Nunca terminaré de realizar un conteo, por breve que éste pueda ser, de los personajes errantes que he visto en mi vida. Me detengo: también de los personajes aristócratas que han circulado por mis ciudades, entre mis calles. Un inventario eterno, casi imposible: nunca se podría, además, actualizar.
Los pienso ahora que estoy organizando unas ficciones breves y debo echar mano de algunos de ellos. Es posible que la locura fuera un matiz unificador en todos ellos. Pero como bien lo dicta el psiquiatra Carlos Castilla del Pino: la ficción y la locura deben tomarse en serio por igual porque ni una ni otra mienten, hay que tomarlas muy en serio.
Diferencia única: dejo a un lado a los simuladores que aparecen abajo de las piedras, como los alacranes.
Los discursos demenciales no lo son prefabricados, ésos se notan a cientos de leguas. Lo curioso es que a veces quienes escuchan versiones por sí mismas inverosímiles las crean disimuladamente porque así les conviene. Escucho al narrador: “la mentira es un riesgo humano permanente, no para quien la dice, sino para quien la escucha”.
Hace unos días apenas tomé un autobús urbano porque debía acudir a una reunión nada importante, sin prisa. Una formalidad, digamos. En ese momento me hallaba “bloqueado” e “impedido” de concluir una de esas historias que uno comienza sólo porque lo atrapó la primera línea pero que luego se extravía y ya. Es aquí donde repasé a mis personajes errantes.
Ni uno me era útil. Fabricar un endeble diálogo o una endeble psicología —pensé— era lo menos adecuado: qué mejor que tirar todo al cesto de la basura.
Vuelvo al anecdotario: en un parador se subió un hombre que dijo llamarse Pedro Infante y comenzó a cantar las clásicas del ídolo mexicano. Un hombre alto, sin voz, que se confesó psicoanalista sin clínica. Yo iba de pie, afianzado a un sujetador de metal ahora que ya lo permiten las variantes de la Covid-19.

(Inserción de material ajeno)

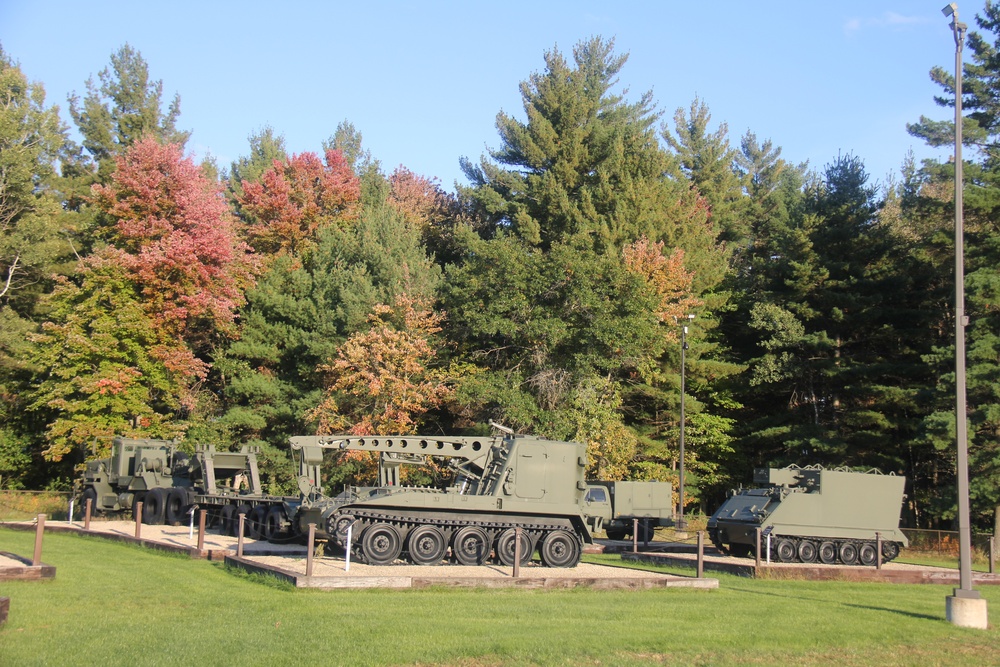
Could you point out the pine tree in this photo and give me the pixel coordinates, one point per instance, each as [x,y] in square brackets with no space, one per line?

Cerca del Pedro Infante, del psicoanalista de plástico, iba sentada una enfermera —lo digo por su atuendo— quien portaba una de esas hileras que regalan las embotelladoras a los usuarios. Entonces el hombre dejó de cantar y le pidió que sacara el corazón que, según él, la mujer llevaba oculto en la hielera. Personaje errante que me obsequió un buen argumento. Ya no busqué más, ya no tenía caso.